CUDA Unable to see shared memory values in Nsight debugging

Question

CUDA Unable to see shared memory values in Nsight debugging

For some time I struggled with a problem with which I can not find a solution. The problem is that when I try to debug my CUDA code using Nvidia Nsight in Visual Studio 2008, I get strange results when using shared memory.

My code is:

template<typename T> __device__ T integrate() { extern __shared__ T s_test[]; // Dynamically allocated shared memory /**** Breakpoint (1) here ****/ int index = threadIdx.x + threadIdx.y * blockDim.x; // Local index in block. Column major ordering if(index < 64 && blockIdx.x==0) { // Only work on a few values. Just testing s_test[index] = (T)index; /* Some other irelevant code here */ } return v; }

When I get to breakpoint 1 and look at the shared memory inside the Visual Studio Watch window, only the first 8 values of the array change, and the rest remain empty. I would expect all the first 64 to do this. Watch window from Visual Studio

I thought this could have something to do with all the distortions that are not being performed at the same time. So I tried to sync them. I added this code inside integrate()

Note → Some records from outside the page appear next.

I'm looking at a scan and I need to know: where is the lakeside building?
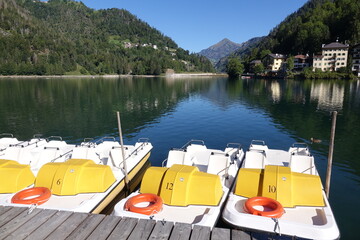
[313,41,349,71]
[250,60,262,72]
[294,54,311,71]
[351,43,360,77]
[262,53,286,73]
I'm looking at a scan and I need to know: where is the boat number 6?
[269,185,276,193]
[166,183,174,190]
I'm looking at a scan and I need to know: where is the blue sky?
[77,0,307,52]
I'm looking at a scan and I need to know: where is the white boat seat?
[109,146,133,168]
[166,150,185,167]
[244,150,266,169]
[289,155,315,174]
[207,153,229,175]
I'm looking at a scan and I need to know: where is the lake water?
[0,77,360,239]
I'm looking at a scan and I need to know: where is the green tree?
[226,58,244,77]
[254,63,265,75]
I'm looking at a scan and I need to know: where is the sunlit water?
[0,78,360,239]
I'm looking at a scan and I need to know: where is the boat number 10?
[269,185,276,193]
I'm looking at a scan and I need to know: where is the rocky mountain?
[0,0,214,75]
[214,37,265,72]
[225,0,360,69]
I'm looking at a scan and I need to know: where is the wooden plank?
[231,229,251,240]
[129,219,156,240]
[87,216,121,240]
[190,225,211,240]
[149,221,174,240]
[67,214,105,240]
[170,223,191,240]
[0,207,28,227]
[211,228,230,240]
[108,217,138,240]
[46,213,90,239]
[0,208,41,237]
[26,210,72,239]
[5,209,57,240]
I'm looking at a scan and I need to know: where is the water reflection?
[0,77,360,238]
[310,81,345,111]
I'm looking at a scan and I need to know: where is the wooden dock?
[0,206,292,240]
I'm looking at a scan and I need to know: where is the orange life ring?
[11,187,51,205]
[124,193,163,215]
[245,197,284,218]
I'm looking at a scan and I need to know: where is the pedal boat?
[0,135,75,205]
[113,140,244,228]
[1,138,152,213]
[222,140,340,239]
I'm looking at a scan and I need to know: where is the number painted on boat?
[269,185,276,193]
[166,183,174,191]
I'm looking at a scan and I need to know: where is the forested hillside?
[0,0,214,75]
[231,0,360,65]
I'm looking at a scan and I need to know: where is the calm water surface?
[0,77,360,239]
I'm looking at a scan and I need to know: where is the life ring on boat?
[124,193,163,215]
[11,187,51,205]
[245,197,285,218]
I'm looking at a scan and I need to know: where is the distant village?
[250,41,360,76]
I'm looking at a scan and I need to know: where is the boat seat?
[110,146,133,168]
[166,150,185,167]
[1,146,33,164]
[95,141,120,162]
[207,153,229,176]
[244,150,266,169]
[31,147,70,170]
[289,155,315,175]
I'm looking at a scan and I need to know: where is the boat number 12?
[166,183,174,191]
[269,185,276,193]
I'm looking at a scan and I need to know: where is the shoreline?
[0,73,228,79]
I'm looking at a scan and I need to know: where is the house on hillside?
[262,53,286,73]
[249,60,262,72]
[313,41,349,71]
[351,43,360,77]
[294,54,310,71]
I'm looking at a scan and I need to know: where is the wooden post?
[325,111,337,198]
[116,111,129,189]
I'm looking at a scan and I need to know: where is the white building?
[313,41,349,71]
[351,43,360,76]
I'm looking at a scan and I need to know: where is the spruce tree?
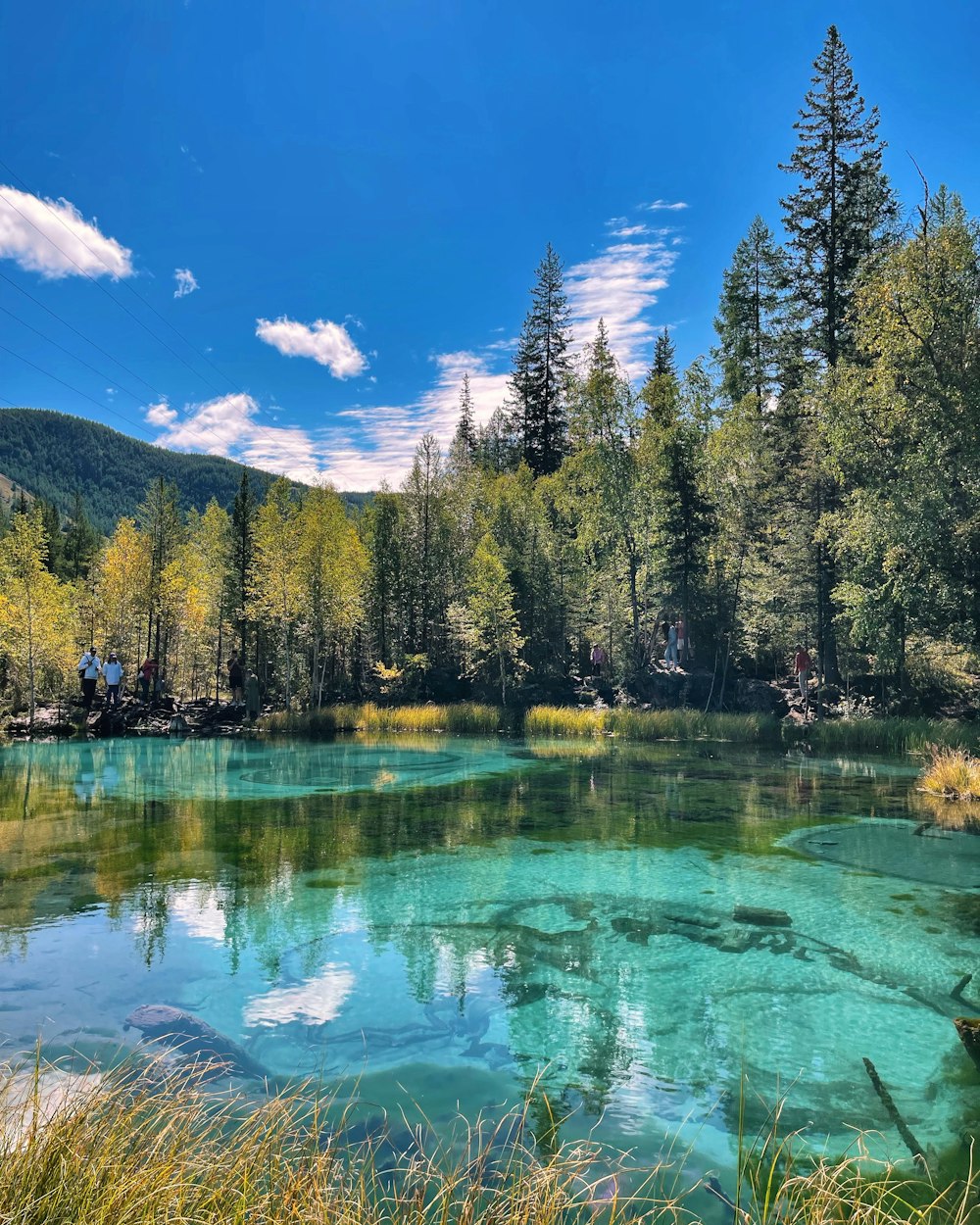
[452,373,476,456]
[63,491,99,579]
[782,25,897,367]
[231,468,259,660]
[640,328,680,425]
[511,243,572,476]
[714,217,789,407]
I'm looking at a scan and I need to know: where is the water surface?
[0,738,980,1171]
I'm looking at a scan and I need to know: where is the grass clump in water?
[793,718,978,755]
[0,1068,978,1225]
[524,706,779,744]
[261,702,504,738]
[919,749,980,804]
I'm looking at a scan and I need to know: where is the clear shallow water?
[0,738,980,1172]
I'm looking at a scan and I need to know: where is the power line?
[0,344,159,441]
[0,272,167,400]
[0,160,302,456]
[0,301,260,466]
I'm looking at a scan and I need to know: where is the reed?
[524,706,779,744]
[919,748,980,804]
[260,702,504,739]
[0,1068,979,1225]
[808,718,980,755]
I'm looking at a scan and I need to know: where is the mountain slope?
[0,408,302,533]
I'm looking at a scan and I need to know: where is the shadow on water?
[0,738,980,1169]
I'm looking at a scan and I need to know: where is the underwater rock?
[122,1004,268,1081]
[954,1017,980,1069]
[731,906,793,927]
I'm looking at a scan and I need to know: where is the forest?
[0,27,980,710]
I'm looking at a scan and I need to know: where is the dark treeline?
[0,27,980,707]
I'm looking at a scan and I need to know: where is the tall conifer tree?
[511,243,572,476]
[782,25,897,367]
[714,217,789,406]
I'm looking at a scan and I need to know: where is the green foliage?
[511,243,571,476]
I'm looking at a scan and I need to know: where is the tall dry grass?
[260,702,504,736]
[0,1068,979,1225]
[524,706,779,744]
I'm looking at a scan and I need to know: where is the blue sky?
[0,0,980,489]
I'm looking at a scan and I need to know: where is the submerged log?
[954,1017,980,1069]
[863,1058,929,1174]
[731,906,793,927]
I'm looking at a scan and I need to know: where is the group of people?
[78,647,167,714]
[225,651,263,723]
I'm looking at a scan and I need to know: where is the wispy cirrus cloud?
[0,184,133,280]
[564,226,679,378]
[641,200,691,214]
[174,269,201,298]
[147,198,680,490]
[255,315,368,378]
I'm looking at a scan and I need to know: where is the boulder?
[954,1017,980,1069]
[735,676,788,719]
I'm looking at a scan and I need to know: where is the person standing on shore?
[793,643,813,706]
[78,647,102,714]
[664,621,677,672]
[140,656,157,706]
[245,669,263,723]
[102,651,123,710]
[228,651,245,706]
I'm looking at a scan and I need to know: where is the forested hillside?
[0,27,980,713]
[0,408,286,535]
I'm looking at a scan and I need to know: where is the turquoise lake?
[0,738,980,1174]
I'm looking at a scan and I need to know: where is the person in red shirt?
[793,643,813,704]
[138,656,157,705]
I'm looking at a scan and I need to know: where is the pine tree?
[714,217,789,407]
[229,468,258,660]
[511,243,572,476]
[782,25,897,367]
[62,491,99,579]
[640,328,680,425]
[651,327,677,378]
[452,373,476,456]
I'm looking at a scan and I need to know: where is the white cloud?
[243,963,356,1025]
[143,400,177,426]
[0,185,132,280]
[255,315,368,378]
[174,269,201,298]
[564,230,677,378]
[642,200,690,214]
[148,202,679,490]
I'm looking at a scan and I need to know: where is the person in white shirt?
[102,651,125,710]
[78,647,102,714]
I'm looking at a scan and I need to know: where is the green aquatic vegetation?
[260,702,505,736]
[524,706,779,744]
[0,1063,978,1225]
[795,718,980,755]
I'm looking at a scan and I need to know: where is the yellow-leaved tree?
[93,518,151,681]
[0,509,76,723]
[249,478,305,710]
[297,485,368,706]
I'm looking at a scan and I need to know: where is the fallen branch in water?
[863,1058,929,1174]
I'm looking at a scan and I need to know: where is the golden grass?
[919,749,980,804]
[797,718,980,754]
[260,702,504,736]
[0,1068,978,1225]
[524,706,779,744]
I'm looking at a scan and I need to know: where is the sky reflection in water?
[0,738,980,1167]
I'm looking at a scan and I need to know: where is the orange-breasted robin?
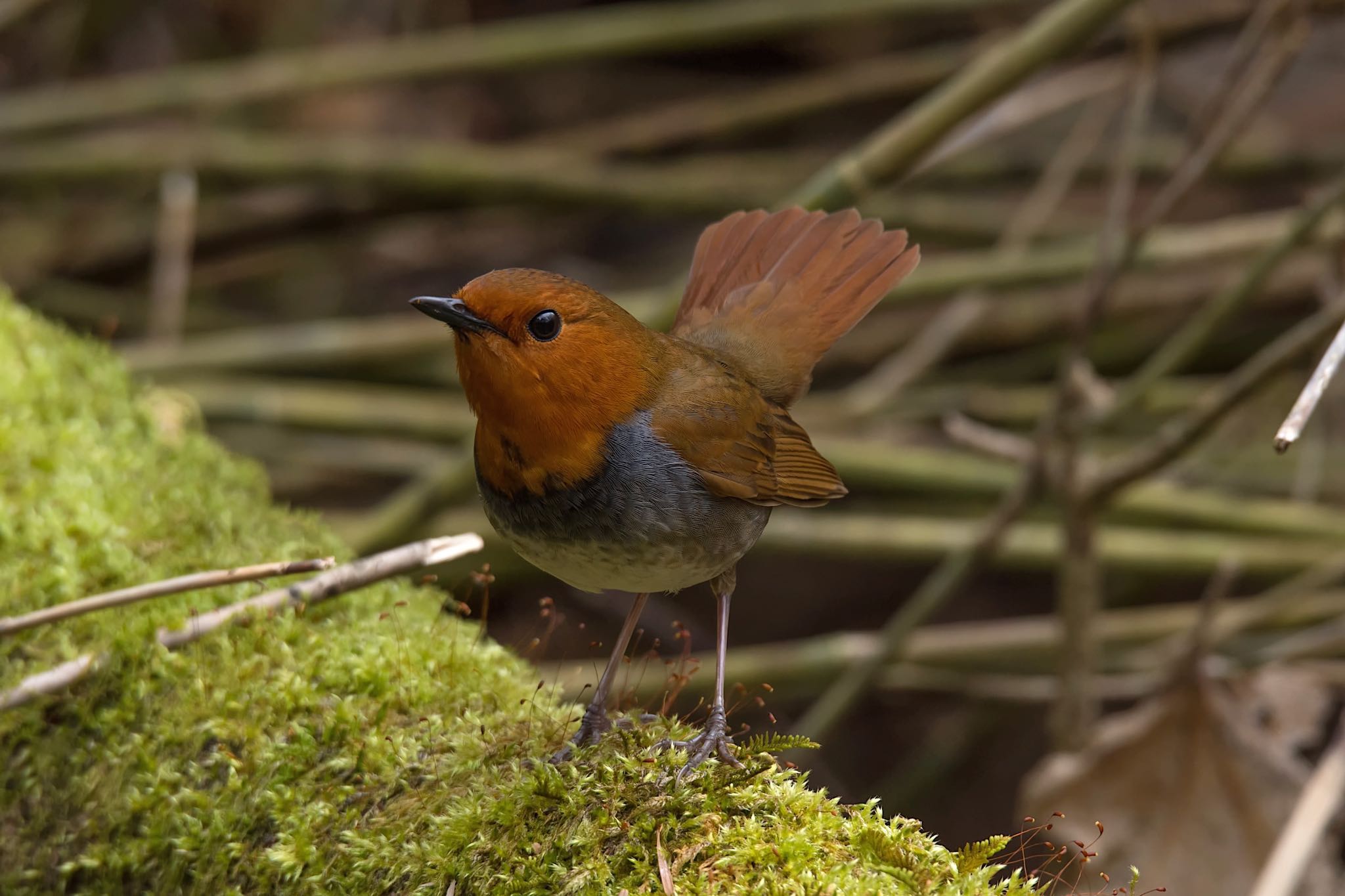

 template<typename T> __device__ T integrate() { /* Old code is still here */ __syncthreads(); /**** Breakpoint (2) here ****/ if(index < 64 && blockIdx.x==0) { T tmp = s_test[index]; // Write to tmp variable so I can inspect it inside Nsight Watch window v = tmp + index; // Use `tmp` and `index` somehow so that the compiler doesn't optimize it out of existence } return v; }

But the problem still exists. In addition, the rest of the values inside tmp are not 0 , as the VS form of the viewport is displayed.

I should mention that it takes a lot of steps to go to __syncthreads() , so when I get to it I just go to breakpoint 2. What the hell is going on !?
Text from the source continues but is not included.